Serializing ActiveRecord objects
One neat feature of Rails’ ActiveRecord objects is the #serialize method which will allow you to store an object in the database as YAML. This means, for example, you could have a User and a Profile. The Profile could be a hash containing a bunch of values that you want to manage, but that don’t necessarily need their own database table.
class User < ActiveRecord::Base
serialize :profile
end
u = User.find 1
u.profile = {"url" => "http://www.rubyonrails.com", :nickname =>"Ninja master"}
u.save
u = User.find 1
u.profile.class
=> Hash
The magic of the #serialize method takes the given object, serializes it to YAML, stores the YAML in the database, and then unserializes it when you retrieve the data.
This is all well and good, and I thought I would take advantage of this to help me easily cache some data. I have a system in which I have tasks, and a task belongs to a Service which contains the rate we charge for the task. Now, I really want to be able to store the service name and rate on the task when it’s assigned so that the task won’t be affected when I change my rates in the future.
“Aha!” I thought,”I can just use serialize and store the Service object right on the task!” I created a migration that added a service_data field to my database
./script/generate migration AddServiceDataToTasks
class AddServiceDataToTasks< ActiveRecord::Migration
def self.up
add_column :tasks, :service_data, :text
end
def self.down
remove_column :tasks, :service_data
end
end
I wrote a quick unit test which I knew would come in handy later.
def test_saves_service_when_task_is_created
@service = Service.find_by_name "Rails development"
task = Task.create :name=>"Create user registration site", :esthours => 5, :service => @service
t = Task.find task.id
assert_not_nil t.service_data
assert_kind_of Service, t.service_data
end
Then I modified my Task model
class Task < ActiveRecord::Base
belongs_to :service
serialize :service_data
after_create :sync_service_data!
def sync_service_data!
self.service_data = self.service
self.save!
end
end
That seemed simple enough. However, when I tried it, I got a nasty surprise…
t = Task.find 1
t.service_data
=> nil
No matter what i tried, the service data always came back empty.
Running my unit test proved that something was definitely wrong, as I kept seeing “nil expected to not be nil”.
After searching and playing, I decided that #serialize was just not capable of serializing ActiveRecord objects. To get around this, I simply changed my code slightly. I knew that #serialize can handle Hashes so I stored just the attributes hash. Then I redefined #service_data “getter” method to create a new instance of Service from that hash.

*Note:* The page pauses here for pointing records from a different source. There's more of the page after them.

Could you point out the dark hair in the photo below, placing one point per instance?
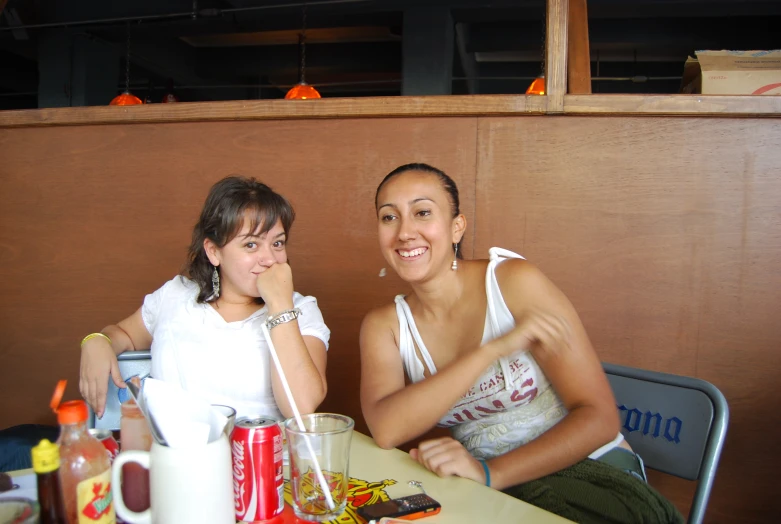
(232, 200)
(447, 184)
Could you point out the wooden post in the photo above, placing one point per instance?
(556, 54)
(579, 53)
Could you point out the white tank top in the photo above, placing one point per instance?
(496, 415)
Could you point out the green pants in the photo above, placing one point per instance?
(594, 492)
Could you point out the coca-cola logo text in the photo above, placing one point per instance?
(238, 477)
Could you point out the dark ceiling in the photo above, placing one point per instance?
(245, 49)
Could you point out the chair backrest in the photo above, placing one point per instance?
(676, 424)
(131, 363)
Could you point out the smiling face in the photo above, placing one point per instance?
(244, 257)
(416, 226)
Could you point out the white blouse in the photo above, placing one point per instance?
(222, 362)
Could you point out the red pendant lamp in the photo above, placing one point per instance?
(302, 90)
(126, 98)
(537, 87)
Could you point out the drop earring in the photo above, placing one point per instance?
(215, 283)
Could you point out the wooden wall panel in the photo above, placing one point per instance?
(95, 217)
(666, 235)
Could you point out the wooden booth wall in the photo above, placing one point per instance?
(665, 232)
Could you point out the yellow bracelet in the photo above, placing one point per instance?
(94, 335)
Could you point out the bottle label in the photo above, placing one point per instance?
(95, 500)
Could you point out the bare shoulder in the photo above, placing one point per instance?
(379, 323)
(519, 272)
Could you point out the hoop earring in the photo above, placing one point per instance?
(215, 283)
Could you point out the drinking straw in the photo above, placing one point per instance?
(297, 415)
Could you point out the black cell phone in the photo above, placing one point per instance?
(405, 508)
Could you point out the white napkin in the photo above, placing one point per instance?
(185, 420)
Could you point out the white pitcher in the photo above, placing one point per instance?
(187, 485)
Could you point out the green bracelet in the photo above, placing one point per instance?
(487, 472)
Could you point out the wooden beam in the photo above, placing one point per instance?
(369, 107)
(556, 54)
(579, 56)
(674, 105)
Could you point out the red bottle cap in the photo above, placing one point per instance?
(71, 412)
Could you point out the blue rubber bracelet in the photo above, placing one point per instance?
(487, 472)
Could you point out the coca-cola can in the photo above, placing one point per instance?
(258, 486)
(106, 437)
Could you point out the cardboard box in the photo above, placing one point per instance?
(733, 73)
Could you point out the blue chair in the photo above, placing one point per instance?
(676, 424)
(131, 363)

class Task < ActiveRecord::Base
belongs_to :service
serialize :service_data
def sync_service_data!
self.service_data = self.service.attributes
self.save!
end
def service_data
Service.new(self.attributes["service_data"]
end
end
A quick run of the tests showed that I was now getting what I wanted.

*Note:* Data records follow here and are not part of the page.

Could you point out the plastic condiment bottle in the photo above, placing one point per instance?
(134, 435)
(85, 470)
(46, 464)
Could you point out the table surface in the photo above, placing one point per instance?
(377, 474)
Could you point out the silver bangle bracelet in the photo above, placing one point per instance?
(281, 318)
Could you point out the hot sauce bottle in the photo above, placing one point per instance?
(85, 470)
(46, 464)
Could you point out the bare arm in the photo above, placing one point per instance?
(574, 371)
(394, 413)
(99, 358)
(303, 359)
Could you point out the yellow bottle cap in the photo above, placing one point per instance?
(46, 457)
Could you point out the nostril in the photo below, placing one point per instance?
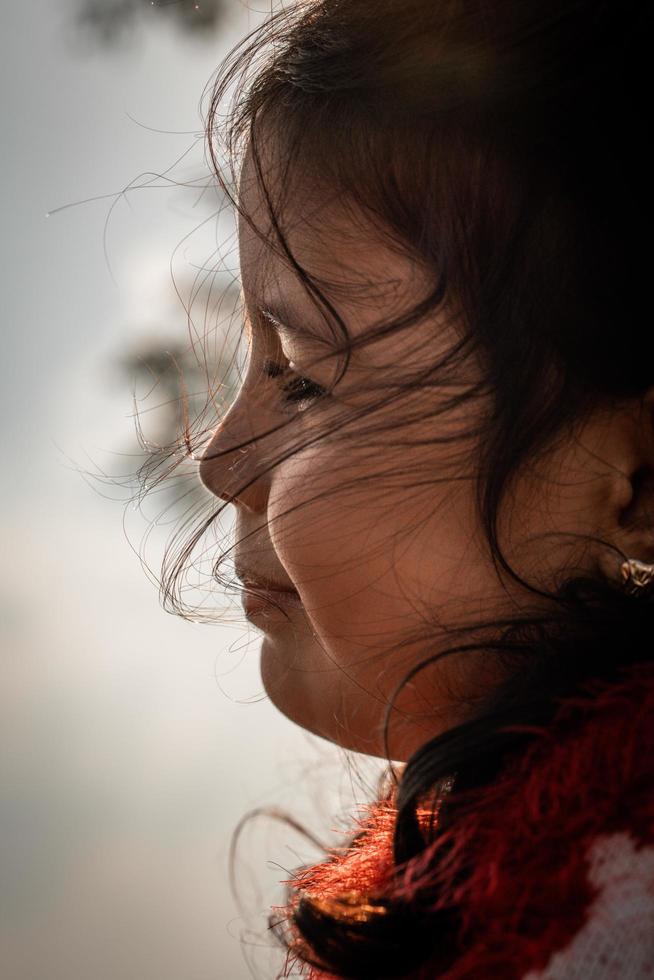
(218, 472)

Shortly after I discovered this solution, Jon Garvin offered a much cleaner solution…. don’t use Serialize. He found that Serialize does some strange magical things that often get in the way of our intended results. He proposed that I try
class Task < ActiveRecord::Base
belongs_to :service
after_create :sync_service_data!
def sync_service_data!
self.service_data = self.service
self.save!
end
def service_data
self[:service_data] ? Marshal.load(self[:service_data]) : nil
end
def service_data=(service)
self[:service_data] = Marshal.dump(service)
end
end
This method simply creates a setter that manually marshals the data to the database column, and a getter that retrieves it again. This method works great, and I thank Jon for his quick solution!

That’s cool, I’m looking to do something similar in one of my models, but I have a question. Doesn’t that cause two database hits (one for the create, one for the sync). I’m on a production app and have to worry about such things.
Thanks for the tip.
@Jeff:
Sure does. In this case, I am going to do things like calculate the total bill for a project, and I’d rather do 2 hits on creation rather than end up with bad calculations later on (like if I change a task,
But what if services were stored on a different database server? Then my calculation routine would have to do a remote request for that service info as I loop over the tasks. Ugh!